Une main brûlée à Bruxelles, un coupeur de feu pour la soulager (1)

Olivier Bailly
Le brûlure sur la main droite de Madeleine, Bruxelles (Photo: Olivier Bailly, Février 2013)
Le brûlure sur la main droite de Madeleine, Bruxelles (Photo: Olivier Bailly, Février 2013)

Ma sœur et moi-même, distraits par notre conversation, nous apercevons des dégâts en voyant Mad(eleine), la larme à l’œil, la main sous l’eau froide du robinet. Elle lâche un "J’en ai marre…" entre deux sanglots hoquetés.

Le brûlure sur la main droite de Madeleine, Bruxelles (Photo: Olivier Bailly, Février 2013)
La brûlure sur la main gauche de Madeleine, Bruxelles (Photo: Olivier Bailly, Février 2013)

Je cours chez ma voisine, sollicite compresses et pommade. Elle redescend de sa pharmacie avec ces produits et me tend par ailleurs un bout de papier. "Appelle-là. C’est une coupeuse de feu. Elle stoppera le mal".

Je précise qu’excepté un compost urbain, je ne connais pas d’excentricité de la part de cette voisine qui pourrait me faire douter de sa santé mentale.

Rapidement revenu, Mad applique les premiers soins, traditionnels. Je lui tends le numéro de téléphone, insiste. Ma sœur se marre. Mad, incrédule, téléphone:

Euh, bonsoir, une amie m’a donné votre numéro. Je viens de me brûler et il paraît que vous arrêtez, enfin que vous pouvez stopper le feu à distance, enfin la douleur…

Je crois qu’au moment où elle parle, mon épouse saisit tout le ridicule de la situation…

Mais à l’autre bout du fil, Pascale confirme. Elle soigne la douleur. Elle barre le feu. Elle demande le prénom de mon épouse, elle demande à quel endroit elle s’est brûlée. Et comme si nous venions de commander une pizza, nous serons livrés d’ici 40 minutes. La douleur partira. Mad doit rappeler si ce n’est pas le cas.

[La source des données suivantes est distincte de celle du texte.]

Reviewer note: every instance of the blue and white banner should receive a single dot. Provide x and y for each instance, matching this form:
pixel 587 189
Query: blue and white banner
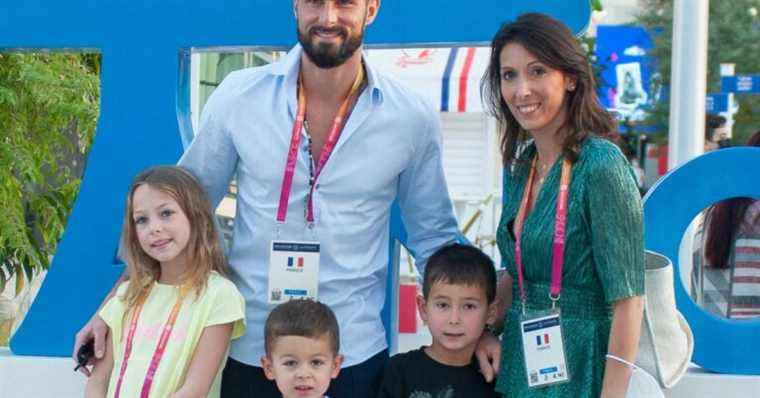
pixel 447 77
pixel 627 70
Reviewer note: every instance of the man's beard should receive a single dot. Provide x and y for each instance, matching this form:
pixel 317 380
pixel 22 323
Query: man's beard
pixel 330 55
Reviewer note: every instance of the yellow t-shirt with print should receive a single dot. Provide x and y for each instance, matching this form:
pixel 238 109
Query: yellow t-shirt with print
pixel 219 303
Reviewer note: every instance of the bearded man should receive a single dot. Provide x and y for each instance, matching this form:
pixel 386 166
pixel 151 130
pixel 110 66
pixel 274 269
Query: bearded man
pixel 321 145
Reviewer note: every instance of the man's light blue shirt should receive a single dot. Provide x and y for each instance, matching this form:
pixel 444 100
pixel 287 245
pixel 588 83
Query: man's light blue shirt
pixel 389 148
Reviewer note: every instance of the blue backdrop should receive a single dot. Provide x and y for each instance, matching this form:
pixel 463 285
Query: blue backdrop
pixel 145 108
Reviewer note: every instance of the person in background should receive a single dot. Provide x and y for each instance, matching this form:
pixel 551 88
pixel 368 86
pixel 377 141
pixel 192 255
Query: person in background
pixel 571 232
pixel 732 254
pixel 716 132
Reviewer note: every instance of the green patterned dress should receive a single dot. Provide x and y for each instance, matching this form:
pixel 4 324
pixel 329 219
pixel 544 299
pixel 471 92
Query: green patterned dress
pixel 604 262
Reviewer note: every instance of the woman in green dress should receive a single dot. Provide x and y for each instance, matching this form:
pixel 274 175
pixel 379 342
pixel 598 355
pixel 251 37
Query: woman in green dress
pixel 540 85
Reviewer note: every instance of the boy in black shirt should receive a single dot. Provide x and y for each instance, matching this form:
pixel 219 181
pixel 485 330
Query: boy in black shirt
pixel 457 303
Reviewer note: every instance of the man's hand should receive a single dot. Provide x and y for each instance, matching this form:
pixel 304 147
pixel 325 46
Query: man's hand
pixel 96 329
pixel 488 353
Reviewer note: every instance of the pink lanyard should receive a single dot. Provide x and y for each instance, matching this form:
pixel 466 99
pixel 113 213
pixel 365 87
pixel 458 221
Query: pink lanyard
pixel 558 246
pixel 327 148
pixel 160 348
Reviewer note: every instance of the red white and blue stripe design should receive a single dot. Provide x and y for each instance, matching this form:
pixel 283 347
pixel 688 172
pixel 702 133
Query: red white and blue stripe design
pixel 447 77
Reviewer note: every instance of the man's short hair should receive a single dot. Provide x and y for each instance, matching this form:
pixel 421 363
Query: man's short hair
pixel 303 318
pixel 457 264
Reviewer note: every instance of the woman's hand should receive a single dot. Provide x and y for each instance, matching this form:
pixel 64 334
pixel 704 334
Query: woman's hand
pixel 488 352
pixel 624 343
pixel 96 329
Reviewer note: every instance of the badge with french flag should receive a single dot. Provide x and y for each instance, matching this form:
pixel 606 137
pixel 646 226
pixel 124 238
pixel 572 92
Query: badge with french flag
pixel 298 261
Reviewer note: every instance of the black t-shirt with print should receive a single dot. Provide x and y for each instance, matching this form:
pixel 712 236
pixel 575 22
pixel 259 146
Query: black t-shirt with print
pixel 415 375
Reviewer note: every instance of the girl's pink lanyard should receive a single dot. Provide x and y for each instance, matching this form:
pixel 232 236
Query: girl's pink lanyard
pixel 160 348
pixel 327 148
pixel 558 246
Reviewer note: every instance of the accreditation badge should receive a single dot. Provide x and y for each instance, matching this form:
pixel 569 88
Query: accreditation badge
pixel 293 271
pixel 544 350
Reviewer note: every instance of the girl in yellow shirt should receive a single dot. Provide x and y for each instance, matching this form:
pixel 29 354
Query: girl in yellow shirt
pixel 171 323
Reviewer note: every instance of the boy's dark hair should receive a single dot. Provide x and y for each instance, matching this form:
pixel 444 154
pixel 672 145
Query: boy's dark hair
pixel 457 264
pixel 303 318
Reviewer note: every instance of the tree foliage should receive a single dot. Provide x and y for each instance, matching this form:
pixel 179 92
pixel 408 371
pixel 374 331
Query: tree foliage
pixel 49 105
pixel 733 37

Ah bon? Et c’est tout? C’est tout. Mad raccroche.

Quarante minutes

Quarante minutes plus tard, la douleur lancinante n’a pas quitté sa main, à présent marquée d’une coulée rouge. Mad rappelle. Pascale pense alors qu’il s’agit d’une brûlure au second degré. Il faut donc qu’elle fasse une seconde fois son office. Brûlure au 2e degré = 2x les soins. La médecine parallèle a le mérite de la simplicité.

Il est alors 20h. Les voisins vont arriver. Mad se retire prendre un bain. Une demi-heure plus tard, je remonte chercher des documents, passe la tête dans l’entrebâillement de la porte de la salle de bain. Comment va la main?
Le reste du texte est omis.